If that were the case, you could take essentially any proof of the Pythagorean Theorem, relabel/rewrite everything using sines and cosines, and voila you now have a proof of the Pythagorean Theorem using trig. That is obviously not what this thread is about or what these girls did.
Perhaps it is not completely clear what is “allowed”. I feel silly talking about a hypothetical proof I have not supplied (to be clear once more, I am not referring to whatever the girls in the OP did), but suppose somewhere I use the double-angle formula for sines, for example. Not trigonometric? Or too close to dancing around simply proving the Pythagorean identity?
It is crystal clear what is allowed. Anything that is independent of the Pythagorean Theorem. It is also required that some fundamental result of trigonometry be used.
These girls used the the Law of Sines which is definitely trigonometry (despite @Francis_Vaughan 's somewhat weird objection). Furthermore it is well known that the Law of Sines is independent of the Pythagorean Theorem. On top of that, these girls show that the Law of Sines does not depend on the Pythagorean Theorem as part of their presentation.
I provide a proof in post 52. It is an extremely well known exercise in manipulation of power series. It isn’t, however, a way to prove the Pythagorean Theorem without using trig for reasons I have laid out in previous posts.

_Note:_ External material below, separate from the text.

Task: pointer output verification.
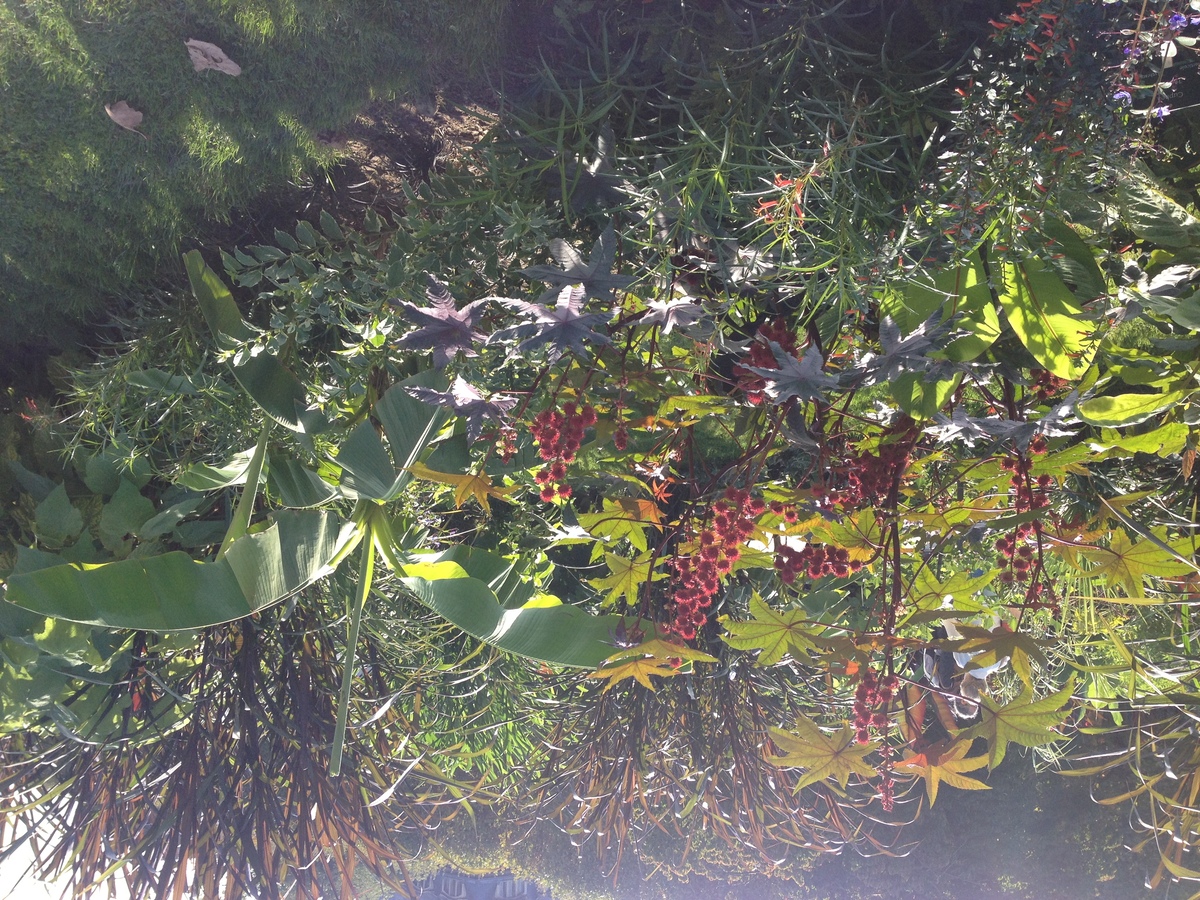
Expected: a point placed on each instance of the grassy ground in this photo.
(89, 208)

The double angle formula for sines is inarguably a fundamental result of trigonometry and it can be proved independent of the Pythagorean Theorem (cite provided upon request). Thus, if you can prove any formulation of the Pythagorean Theorem using the double angle formula for sines you have indeed provided a trigonometric proof of the Pythagorean Theorem.

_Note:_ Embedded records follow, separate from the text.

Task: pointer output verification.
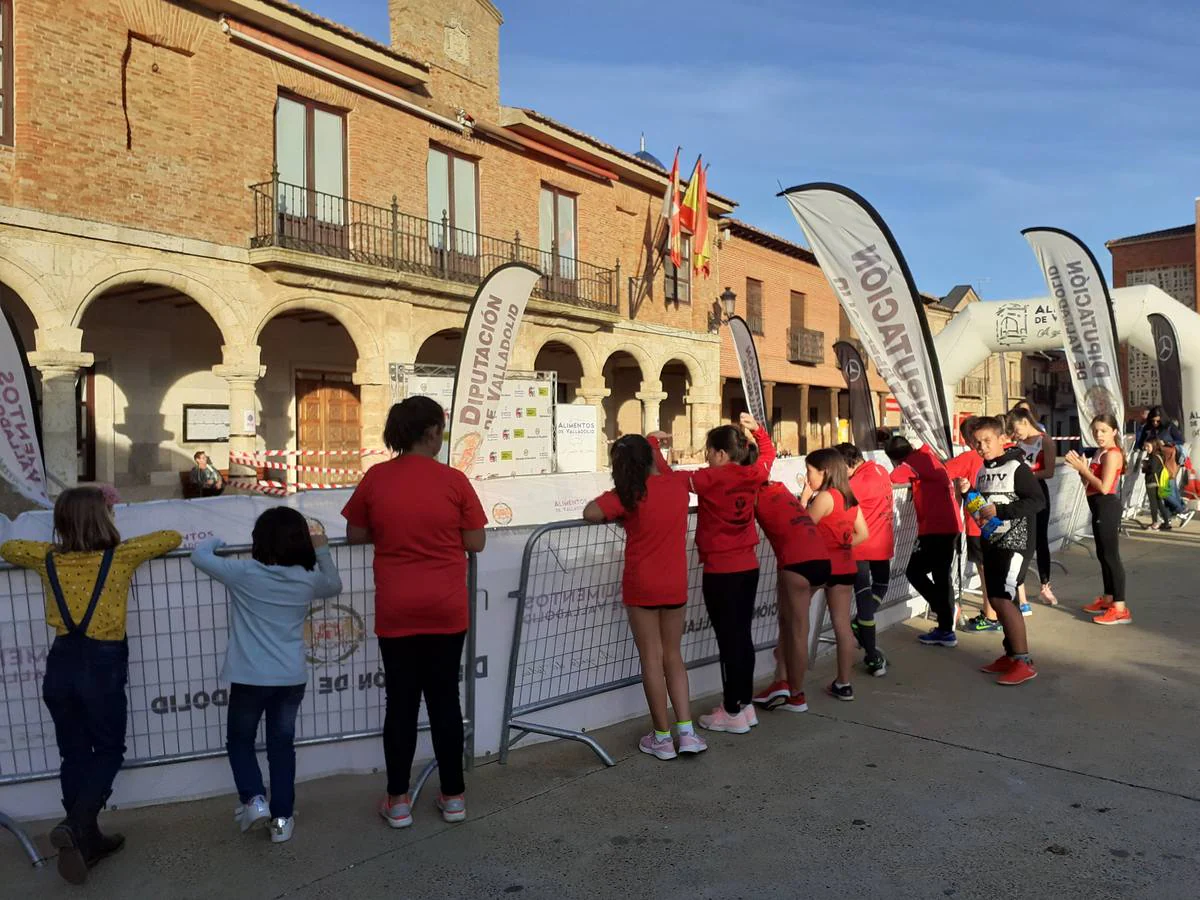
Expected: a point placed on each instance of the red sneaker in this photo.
(1098, 605)
(1000, 666)
(796, 703)
(1018, 673)
(773, 695)
(1113, 616)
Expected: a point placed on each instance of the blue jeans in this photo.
(247, 703)
(84, 693)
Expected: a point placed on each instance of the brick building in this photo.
(237, 203)
(1168, 261)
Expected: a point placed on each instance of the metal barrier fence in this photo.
(178, 630)
(570, 637)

I just realized that in the proof I supplied above using the law of sines, you can use the double angle formula for sines at the exact same step with extremely minimal changes.
I typed “trigonometric proof of the Pythagorean theorem” into a search engine, and literally the first PDF argued (AFAIK not originally, either) something like: start with
\begin{align}
\cos y &=\\
&= \cos\bigl(x-(x-y)\bigr) \\
&= \cos x \cos(x-y) + \sin x \sin(x-y) \\
&= \cos x (\cos x \cos y + \sin x \sin y) + \sin x (\sin x \cos y - \sin y \cos x) \\ &= \cos y \cdot (\cos^2x+\sin^2x).
\end{align}